Valuation
Pre-transaction valuation: timing matters more than precision
Richard W. Evans, MBA, CBV, ASA4 min read
Owners contemplating a sale often delay engaging a valuation advisor on the assumption that the work is most useful close to the transaction. In practice, the marginal value of a valuation engagement increases sharply with how early it is commissioned.
Why early is more valuable than precise
A valuation prepared twelve to eighteen months ahead of a transaction allows the owner and advisor to:
- Identify and strengthen value drivers that respond to operational changes (customer concentration, recurring-revenue mix, gross-margin discipline, key-person dependence)
- Surface and resolve "diligence flags" — items a buyer's due diligence will inevitably flag — before they become negotiation leverage
- Evaluate tax structures and pre-transaction reorganizations that take time to implement and rule on
- Establish a baseline that can be updated as facts change, rather than producing a single point estimate under deal pressure
A valuation prepared two months before a letter of intent does very little of this. By then the value-drivers are mostly fixed; the tax planning windows have closed; and any material findings just become risk to be priced.
The "precision" trap
Owners sometimes resist an early engagement on the basis that "things will change too much; the number won't be right by the time we go to market." The premise is correct — and the conclusion is the wrong one.

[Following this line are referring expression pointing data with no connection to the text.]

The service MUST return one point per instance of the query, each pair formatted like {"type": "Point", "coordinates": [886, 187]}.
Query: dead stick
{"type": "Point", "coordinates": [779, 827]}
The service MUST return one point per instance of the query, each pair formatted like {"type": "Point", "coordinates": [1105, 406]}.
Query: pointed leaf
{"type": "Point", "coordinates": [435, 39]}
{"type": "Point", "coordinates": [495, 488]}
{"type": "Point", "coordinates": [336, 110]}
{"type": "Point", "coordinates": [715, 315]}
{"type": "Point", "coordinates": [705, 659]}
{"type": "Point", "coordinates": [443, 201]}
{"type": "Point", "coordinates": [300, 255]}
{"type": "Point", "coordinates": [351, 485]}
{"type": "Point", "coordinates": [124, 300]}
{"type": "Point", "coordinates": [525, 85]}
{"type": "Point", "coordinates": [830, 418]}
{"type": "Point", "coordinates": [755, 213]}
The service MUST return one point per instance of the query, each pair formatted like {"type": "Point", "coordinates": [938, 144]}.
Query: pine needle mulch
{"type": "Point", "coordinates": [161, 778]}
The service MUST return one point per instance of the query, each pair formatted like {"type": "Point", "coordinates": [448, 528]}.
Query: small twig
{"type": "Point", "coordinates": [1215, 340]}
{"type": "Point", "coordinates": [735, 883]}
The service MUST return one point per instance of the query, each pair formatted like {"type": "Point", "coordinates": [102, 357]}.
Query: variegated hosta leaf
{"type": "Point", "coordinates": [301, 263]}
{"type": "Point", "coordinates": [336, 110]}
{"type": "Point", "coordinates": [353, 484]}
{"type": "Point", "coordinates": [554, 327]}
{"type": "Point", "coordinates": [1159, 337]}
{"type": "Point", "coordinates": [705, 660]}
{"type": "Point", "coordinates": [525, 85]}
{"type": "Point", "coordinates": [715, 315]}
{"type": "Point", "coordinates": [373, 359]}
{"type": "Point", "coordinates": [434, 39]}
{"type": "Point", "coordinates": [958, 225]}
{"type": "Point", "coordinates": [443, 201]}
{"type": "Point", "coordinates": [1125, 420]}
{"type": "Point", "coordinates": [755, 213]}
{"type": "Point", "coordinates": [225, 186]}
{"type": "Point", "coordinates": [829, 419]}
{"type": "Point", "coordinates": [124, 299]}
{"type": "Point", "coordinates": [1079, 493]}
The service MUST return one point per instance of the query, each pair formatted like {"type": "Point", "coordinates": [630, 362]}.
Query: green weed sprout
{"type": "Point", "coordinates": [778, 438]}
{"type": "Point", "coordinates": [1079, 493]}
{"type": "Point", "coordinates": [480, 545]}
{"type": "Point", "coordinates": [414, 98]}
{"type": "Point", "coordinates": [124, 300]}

The point of the early engagement is not to predict the eventual transaction price. It is to characterize:
- The current realistic range of value
- The drivers that move that range
- The actions that have a meaningful effect on the range over the available planning horizon
Precision in the early-stage range is not the goal. Direction and sensitivity are.
A modest recommendation
For owners contemplating a transaction in the next twelve to thirty-six months, an introductory conversation now — covering the reasons above plus the basic readiness diagnostics — is a low-cost way to find out whether the timing is right to start the work.
This is general information and not professional advice. Owners contemplating a transaction should engage a Chartered Business Valuator alongside qualified tax counsel and legal counsel.